A seizure, on the other hand, is a symptom of a problem affecting the forebrain. A seizure could be caused by a range of potential triggers that are inside or outside the brain. Those triggers could include:
- Metabolic issues
- Electrolyte abnormalities
- Brain tumors
- Inflammatory conditions (either infectious or non-infectious)
Dogs are also prone to “meningoencephalitis of unknown origin” (MUO) which can cause seizures, Dr. Lau says. This is an umbrella term encompassing groups of non-infectious and non-contagious inflammatory disorders of the brain that are believed to arise from an overactive immune system. Toy dog breeds, such as Maltese and Yorkshire Terriers, and other breeds such as French bulldogs and Pugs, have a higher incidence of meningoencephalitis of unknown origin. Researchers have still not discovered the exact cause of the condition (hence the “unknown origin” part of the name) and the causes may be a combination of both genetics and environmental factors. Dr. Lau notes that most dogs who suffer from these inflammatory conditions tend to respond well to immune suppressant medications and anti-seizure medications as a long-term treatment.

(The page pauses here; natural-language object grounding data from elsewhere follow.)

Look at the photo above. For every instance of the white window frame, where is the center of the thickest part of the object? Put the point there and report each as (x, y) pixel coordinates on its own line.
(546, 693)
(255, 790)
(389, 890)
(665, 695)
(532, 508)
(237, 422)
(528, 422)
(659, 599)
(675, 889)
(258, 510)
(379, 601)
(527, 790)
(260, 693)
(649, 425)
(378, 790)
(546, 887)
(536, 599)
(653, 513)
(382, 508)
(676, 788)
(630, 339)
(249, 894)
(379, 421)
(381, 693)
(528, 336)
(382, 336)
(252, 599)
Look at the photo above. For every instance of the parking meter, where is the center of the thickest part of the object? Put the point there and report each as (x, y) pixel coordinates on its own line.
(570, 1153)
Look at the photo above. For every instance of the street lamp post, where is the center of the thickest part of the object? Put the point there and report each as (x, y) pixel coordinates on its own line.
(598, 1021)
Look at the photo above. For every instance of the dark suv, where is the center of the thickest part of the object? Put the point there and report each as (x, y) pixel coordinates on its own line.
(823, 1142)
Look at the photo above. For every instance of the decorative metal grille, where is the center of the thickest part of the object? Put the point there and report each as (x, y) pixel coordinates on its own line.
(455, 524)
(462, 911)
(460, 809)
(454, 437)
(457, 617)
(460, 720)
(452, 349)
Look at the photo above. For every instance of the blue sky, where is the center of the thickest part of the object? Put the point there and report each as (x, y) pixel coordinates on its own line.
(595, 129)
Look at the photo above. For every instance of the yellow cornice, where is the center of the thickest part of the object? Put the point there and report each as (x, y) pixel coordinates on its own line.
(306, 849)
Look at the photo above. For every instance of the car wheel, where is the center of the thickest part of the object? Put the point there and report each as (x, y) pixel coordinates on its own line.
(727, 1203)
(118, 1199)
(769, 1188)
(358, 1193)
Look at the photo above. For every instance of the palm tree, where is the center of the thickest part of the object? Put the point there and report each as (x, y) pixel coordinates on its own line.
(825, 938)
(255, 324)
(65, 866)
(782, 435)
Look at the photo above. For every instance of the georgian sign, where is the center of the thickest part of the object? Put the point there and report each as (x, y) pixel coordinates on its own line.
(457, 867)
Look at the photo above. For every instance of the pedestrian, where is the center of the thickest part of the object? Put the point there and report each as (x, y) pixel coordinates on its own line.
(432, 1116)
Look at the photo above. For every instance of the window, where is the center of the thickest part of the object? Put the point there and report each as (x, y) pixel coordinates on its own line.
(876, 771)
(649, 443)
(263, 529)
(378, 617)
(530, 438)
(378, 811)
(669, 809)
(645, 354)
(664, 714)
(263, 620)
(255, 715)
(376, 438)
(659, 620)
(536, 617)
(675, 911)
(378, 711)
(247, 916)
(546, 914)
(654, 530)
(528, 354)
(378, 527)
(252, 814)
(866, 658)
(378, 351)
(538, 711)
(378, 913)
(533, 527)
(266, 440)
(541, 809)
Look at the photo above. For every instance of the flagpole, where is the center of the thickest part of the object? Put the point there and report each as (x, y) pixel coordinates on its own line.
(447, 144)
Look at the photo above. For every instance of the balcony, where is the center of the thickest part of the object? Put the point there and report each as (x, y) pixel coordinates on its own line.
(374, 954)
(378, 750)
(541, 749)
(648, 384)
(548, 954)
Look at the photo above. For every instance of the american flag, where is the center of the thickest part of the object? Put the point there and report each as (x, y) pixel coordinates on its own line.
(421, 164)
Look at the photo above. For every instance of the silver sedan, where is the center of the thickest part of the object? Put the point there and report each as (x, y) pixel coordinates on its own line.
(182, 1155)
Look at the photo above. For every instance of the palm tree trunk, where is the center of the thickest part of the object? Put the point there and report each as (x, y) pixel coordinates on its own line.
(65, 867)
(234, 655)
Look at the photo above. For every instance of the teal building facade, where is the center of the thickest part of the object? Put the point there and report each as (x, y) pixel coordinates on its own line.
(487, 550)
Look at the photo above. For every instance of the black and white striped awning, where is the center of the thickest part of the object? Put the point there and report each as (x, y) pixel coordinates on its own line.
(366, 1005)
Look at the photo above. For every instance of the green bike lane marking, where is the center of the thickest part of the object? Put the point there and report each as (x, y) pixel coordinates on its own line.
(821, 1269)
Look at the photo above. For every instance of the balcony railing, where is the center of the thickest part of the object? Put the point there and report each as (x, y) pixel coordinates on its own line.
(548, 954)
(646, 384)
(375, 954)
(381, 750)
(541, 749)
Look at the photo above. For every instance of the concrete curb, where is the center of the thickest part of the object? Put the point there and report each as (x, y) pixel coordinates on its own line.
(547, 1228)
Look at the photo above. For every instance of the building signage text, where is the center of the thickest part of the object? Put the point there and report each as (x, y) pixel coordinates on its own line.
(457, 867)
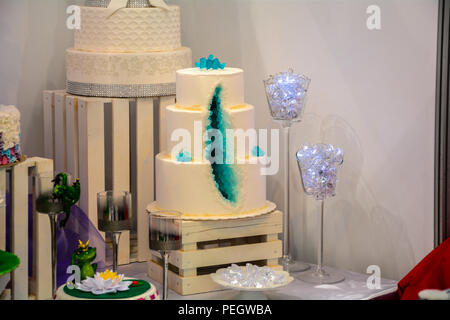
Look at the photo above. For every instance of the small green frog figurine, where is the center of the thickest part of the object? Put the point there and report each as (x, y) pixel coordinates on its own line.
(83, 257)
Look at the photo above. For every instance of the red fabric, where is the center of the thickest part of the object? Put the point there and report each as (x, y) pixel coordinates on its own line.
(433, 272)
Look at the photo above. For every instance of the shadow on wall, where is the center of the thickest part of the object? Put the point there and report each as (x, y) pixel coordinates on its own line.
(359, 232)
(46, 37)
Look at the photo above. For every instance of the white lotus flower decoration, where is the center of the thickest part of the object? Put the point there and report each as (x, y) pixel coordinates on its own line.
(105, 282)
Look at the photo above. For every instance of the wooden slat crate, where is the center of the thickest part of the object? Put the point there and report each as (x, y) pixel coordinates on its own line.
(39, 286)
(211, 245)
(75, 137)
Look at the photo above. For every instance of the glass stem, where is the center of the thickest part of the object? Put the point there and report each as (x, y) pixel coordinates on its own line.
(116, 238)
(165, 258)
(286, 238)
(320, 247)
(53, 226)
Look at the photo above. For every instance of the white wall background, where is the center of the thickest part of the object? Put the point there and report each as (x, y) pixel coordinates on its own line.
(372, 94)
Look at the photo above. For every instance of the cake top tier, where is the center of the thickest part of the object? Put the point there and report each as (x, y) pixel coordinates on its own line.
(129, 30)
(196, 86)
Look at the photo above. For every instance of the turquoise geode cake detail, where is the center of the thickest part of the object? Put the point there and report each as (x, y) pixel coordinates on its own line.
(210, 64)
(258, 152)
(223, 174)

How can you tell the difference?
You can alleviate a shiver caused by cold by helping your dog warm up, or you can move them away from whatever appears to be making them nervous or excited. And, if your dog is shivering, you should be able to interact with him and talk with him. Generalized seizures, on the other hand, affect the whole body and dogs can become unresponsive. Seizures can last about 1 to 2 minutes; if they last longer than 5 minutes, they are considered a medical emergency. Capture the seizure on video if you can—this is tremendously helpful to veterinarians who will try to piece together the cause of the seizure.

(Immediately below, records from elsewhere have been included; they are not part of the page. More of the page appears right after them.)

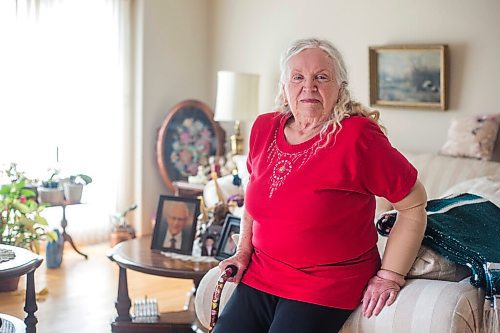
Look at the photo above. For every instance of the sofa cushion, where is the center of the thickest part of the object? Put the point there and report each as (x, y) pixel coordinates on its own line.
(425, 306)
(472, 136)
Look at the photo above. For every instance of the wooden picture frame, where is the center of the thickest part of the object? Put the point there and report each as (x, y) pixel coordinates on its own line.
(186, 139)
(175, 224)
(226, 246)
(412, 76)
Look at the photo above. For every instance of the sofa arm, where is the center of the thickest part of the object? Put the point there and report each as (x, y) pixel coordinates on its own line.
(426, 306)
(423, 306)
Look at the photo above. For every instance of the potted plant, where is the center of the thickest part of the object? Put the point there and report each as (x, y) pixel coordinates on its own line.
(20, 221)
(121, 230)
(51, 191)
(73, 188)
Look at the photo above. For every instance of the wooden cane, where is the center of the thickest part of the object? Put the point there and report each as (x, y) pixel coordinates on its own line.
(230, 271)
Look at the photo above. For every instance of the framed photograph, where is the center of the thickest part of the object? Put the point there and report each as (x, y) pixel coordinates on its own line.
(226, 246)
(175, 225)
(187, 138)
(409, 76)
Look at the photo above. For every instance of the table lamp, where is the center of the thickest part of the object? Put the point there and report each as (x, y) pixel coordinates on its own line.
(237, 100)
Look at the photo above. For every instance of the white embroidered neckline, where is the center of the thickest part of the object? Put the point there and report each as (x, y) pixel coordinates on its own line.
(284, 163)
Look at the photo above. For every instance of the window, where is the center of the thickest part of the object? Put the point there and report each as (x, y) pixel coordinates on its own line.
(64, 98)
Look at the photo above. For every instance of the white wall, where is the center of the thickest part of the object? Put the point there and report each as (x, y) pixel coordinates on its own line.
(171, 64)
(185, 42)
(250, 35)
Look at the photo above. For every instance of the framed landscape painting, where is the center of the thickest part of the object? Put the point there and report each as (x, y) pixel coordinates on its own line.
(409, 76)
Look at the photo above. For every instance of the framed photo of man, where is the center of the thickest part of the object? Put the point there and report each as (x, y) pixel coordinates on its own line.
(175, 225)
(226, 246)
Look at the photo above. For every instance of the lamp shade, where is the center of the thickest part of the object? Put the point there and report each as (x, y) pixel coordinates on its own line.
(237, 96)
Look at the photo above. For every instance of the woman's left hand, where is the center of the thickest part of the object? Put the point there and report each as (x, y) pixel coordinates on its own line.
(379, 293)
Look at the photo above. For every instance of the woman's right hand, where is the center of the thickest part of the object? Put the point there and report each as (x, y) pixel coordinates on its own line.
(240, 259)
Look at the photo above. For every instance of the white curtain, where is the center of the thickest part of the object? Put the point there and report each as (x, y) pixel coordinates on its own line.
(65, 99)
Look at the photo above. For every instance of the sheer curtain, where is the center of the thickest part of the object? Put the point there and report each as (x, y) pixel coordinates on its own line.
(64, 99)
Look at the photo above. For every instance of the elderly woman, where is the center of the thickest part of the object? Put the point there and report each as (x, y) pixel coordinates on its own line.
(307, 254)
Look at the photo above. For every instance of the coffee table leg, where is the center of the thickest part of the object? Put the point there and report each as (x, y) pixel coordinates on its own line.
(30, 306)
(123, 303)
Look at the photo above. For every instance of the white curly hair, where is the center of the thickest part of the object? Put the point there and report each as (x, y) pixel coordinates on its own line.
(345, 106)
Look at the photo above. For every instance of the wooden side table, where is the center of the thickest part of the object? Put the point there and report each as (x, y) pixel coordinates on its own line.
(25, 262)
(136, 254)
(64, 224)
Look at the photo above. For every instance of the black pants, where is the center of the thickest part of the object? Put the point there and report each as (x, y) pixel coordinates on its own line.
(252, 311)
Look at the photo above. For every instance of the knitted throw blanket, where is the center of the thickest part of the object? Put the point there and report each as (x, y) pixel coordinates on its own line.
(466, 230)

Primary care veterinarians can order blood work to assess whether electrolyte imbalances or low blood sugar could have caused the seizure. If there is not an obvious metabolic cause for the seizure, a patient can be referred to a veterinary neurologist where other recommended diagnostic tests could include an MRI to rule out tumors, strokes, trauma or other structural causes of seizures. Neurologists often combine MRI with a spinal tap to help diagnose common inflammatory conditions such as MUO or infectious meningitis, which is more rare in dogs.
What is a tremor?
Dr. Lau says many pet owners ask her about tremors. A tremor is usually indicated by rhythmic muscular contraction and relaxation of specific muscle groups (either localized to just the hind limbs or just the head and neck); they are mostly benign but can be indicative of more serious problems affecting specific areas of the brain (the cerebellum) or metabolic disease. One of the most common tremors is the benign idiopathic rapid postural tremor, which typically occurs when a dog is standing, but stops when they are sitting or lying down. Older dogs tend to experience these tremors more than younger dogs. As with seizures, Dr. Lau recommends pet owners film the tremors to help their veterinarian assess the cause and any treatments.